Axel mengerutkan kening. Dengan cepat, dia menggeledah saku pria itu, mencari sesuatu yang berguna. Dari saku yang basah, dia mengambil beberapa barang yang berpotensi berharga:

* Sebuah Rolex – mungkin sekarang tidak berguna, tapi siapa tahu?

* Sebuah pena logam – bisa menulis... atau menjadi senjata darurat.

* Sebungkus biskuit cokelat – pembungkusnya utuh, kemungkinan masih bisa dimakan.

Axel menghela napas dan memasukkan barang-barang itu ke dalam sakunya. Lebih baik daripada tidak sama sekali.

Namun, sebelum dia bisa berdiri—

"HEY!"

Suara tajam itu mengejutkannya.

Nova Sinclair berdiri beberapa meter jauhnya, wajahnya memerah karena marah. Mata cokelatnya menatapnya seperti elang yang siap menerkam.

"Apa yang kau lakukan?!"

Axel dengan santai mendongak, lalu mengangkat bahu. "Mencari sesuatu yang berguna."
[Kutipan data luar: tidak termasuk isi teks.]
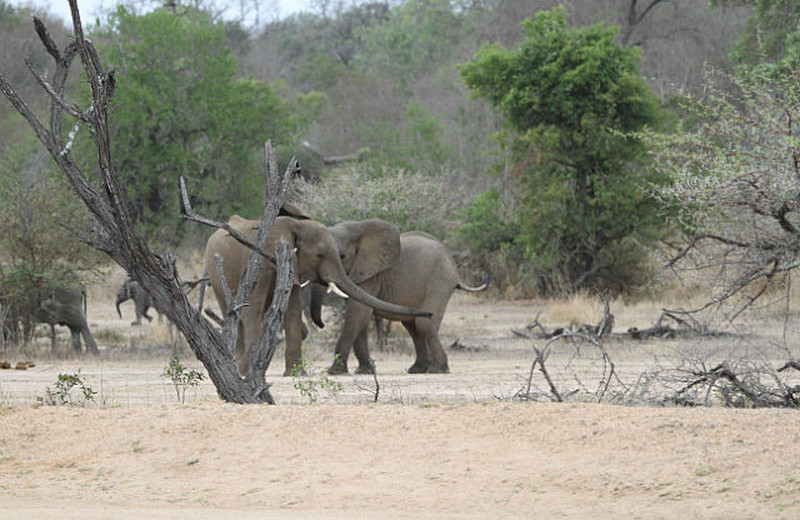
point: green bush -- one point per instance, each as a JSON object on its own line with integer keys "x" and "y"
{"x": 411, "y": 201}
Nova melangkah mendekat, rahangnya terkatup. "Kau tidak punya hati, ya?! Itu mayat manusia, bukan barang rampasan!"

Axel menatapnya datar. "Kau pikir dia masih membutuhkannya di akhirat?"

PLAK!

Sebuah tamparan keras mendarat di pipinya.
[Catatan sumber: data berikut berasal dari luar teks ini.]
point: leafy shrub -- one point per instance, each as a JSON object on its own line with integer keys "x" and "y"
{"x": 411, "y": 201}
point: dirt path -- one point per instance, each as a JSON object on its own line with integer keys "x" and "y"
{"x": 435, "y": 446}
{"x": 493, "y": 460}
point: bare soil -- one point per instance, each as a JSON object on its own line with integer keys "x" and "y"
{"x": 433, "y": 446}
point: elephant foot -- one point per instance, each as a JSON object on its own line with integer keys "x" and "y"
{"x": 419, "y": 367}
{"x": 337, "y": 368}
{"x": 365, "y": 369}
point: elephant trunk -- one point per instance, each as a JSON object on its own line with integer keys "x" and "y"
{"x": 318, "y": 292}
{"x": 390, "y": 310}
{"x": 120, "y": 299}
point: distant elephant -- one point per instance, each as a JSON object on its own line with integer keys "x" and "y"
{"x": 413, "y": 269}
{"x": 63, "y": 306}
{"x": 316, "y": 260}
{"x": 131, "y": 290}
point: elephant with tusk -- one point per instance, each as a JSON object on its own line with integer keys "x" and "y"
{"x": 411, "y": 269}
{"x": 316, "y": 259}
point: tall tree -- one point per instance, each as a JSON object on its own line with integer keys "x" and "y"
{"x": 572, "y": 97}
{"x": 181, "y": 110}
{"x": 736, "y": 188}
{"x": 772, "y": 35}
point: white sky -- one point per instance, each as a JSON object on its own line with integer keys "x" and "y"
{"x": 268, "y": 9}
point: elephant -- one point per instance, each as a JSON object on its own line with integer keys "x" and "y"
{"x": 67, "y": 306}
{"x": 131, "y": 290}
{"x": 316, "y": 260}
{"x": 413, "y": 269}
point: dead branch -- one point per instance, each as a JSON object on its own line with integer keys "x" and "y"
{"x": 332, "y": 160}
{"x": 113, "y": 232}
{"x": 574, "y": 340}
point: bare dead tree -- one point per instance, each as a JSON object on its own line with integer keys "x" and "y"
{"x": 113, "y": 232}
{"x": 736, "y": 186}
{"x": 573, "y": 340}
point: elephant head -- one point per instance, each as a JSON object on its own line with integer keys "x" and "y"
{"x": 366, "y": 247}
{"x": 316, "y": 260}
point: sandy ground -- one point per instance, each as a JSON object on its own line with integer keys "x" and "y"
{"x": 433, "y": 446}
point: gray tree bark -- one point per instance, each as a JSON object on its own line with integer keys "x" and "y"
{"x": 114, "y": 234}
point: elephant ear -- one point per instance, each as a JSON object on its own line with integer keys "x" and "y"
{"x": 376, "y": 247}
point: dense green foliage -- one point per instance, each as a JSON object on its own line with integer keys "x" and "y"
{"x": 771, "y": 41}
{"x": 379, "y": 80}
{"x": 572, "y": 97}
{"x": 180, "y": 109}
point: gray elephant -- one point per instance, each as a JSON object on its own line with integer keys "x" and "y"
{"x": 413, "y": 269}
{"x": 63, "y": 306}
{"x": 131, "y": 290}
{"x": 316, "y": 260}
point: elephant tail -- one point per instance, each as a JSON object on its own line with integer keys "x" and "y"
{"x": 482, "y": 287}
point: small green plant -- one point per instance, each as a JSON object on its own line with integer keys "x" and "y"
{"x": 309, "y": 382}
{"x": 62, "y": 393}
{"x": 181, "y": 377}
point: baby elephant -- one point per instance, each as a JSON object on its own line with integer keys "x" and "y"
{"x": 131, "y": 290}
Axel tidak bereaksi, hanya menggosok pipinya yang memerah dan menahan tawa. Nova berdiri di depannya, napasnya berat karena emosi.

"Kita masih manusia, Axel! Kita harus menghormati orang mati!"
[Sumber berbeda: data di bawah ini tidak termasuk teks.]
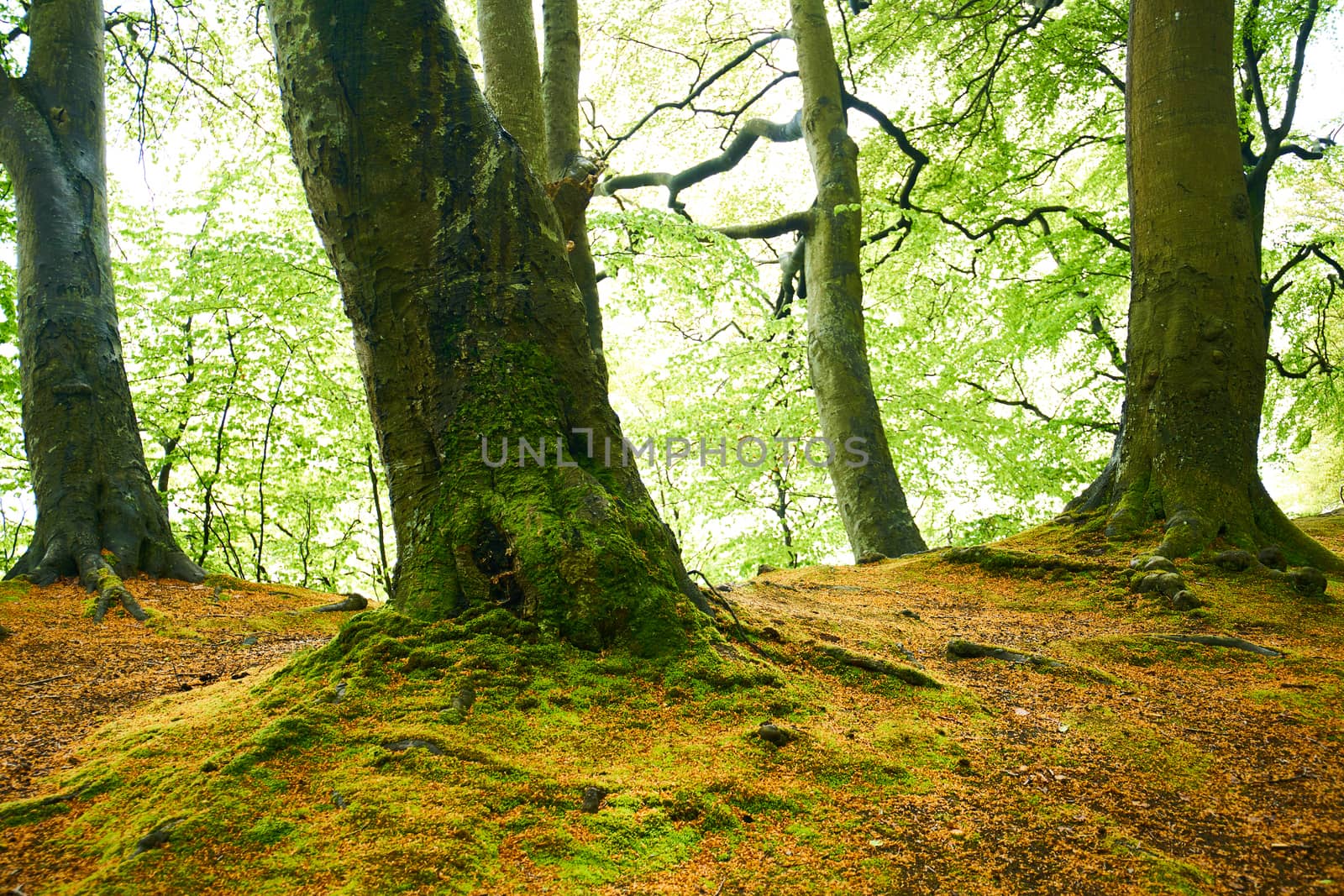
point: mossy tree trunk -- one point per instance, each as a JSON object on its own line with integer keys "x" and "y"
{"x": 1187, "y": 452}
{"x": 96, "y": 500}
{"x": 470, "y": 331}
{"x": 873, "y": 504}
Axel mendengus. "Dan kita yang hidup harus bertahan hidup."

Nova menatapnya tajam, tetapi akhirnya, dia menundukkan kepalanya, menghela napas. "Jika kau benar-benar punya hati, kita akan menguburnya."

Axel menghela napas panjang. "Baiklah, baiklah."

Dengan tangan kosong, mereka menggali lubang di pasir. Tanah itu lembut, tetapi tetap membutuhkan waktu untuk membuat kuburan yang cukup dalam. Setelah tubuh pria itu ditutupi pasir, Nova berdiri dan membisikkan sesuatu, seperti doa singkat.

Axel hanya memperhatikannya. Dia tidak percaya takhayul, tetapi dia membiarkan Nova menyelesaikan ritual kecilnya.

Namun, Nova belum selesai. Dia menoleh ke Axel dengan ekspresi serius.

"Kita butuh aturan."

Axel mengangkat alis. "Aturan?"

Nova menyilangkan tangannya. "Ya. Kau tetap di sisi pantai itu, aku tetap di sini. Kau tidak menerobos wilayahku, aku tidak menerobos wilayahmu. Setuju?"

Axel melirik ke arah yang ditunjuk Nova—bagian pantai yang lebih dekat ke hutan.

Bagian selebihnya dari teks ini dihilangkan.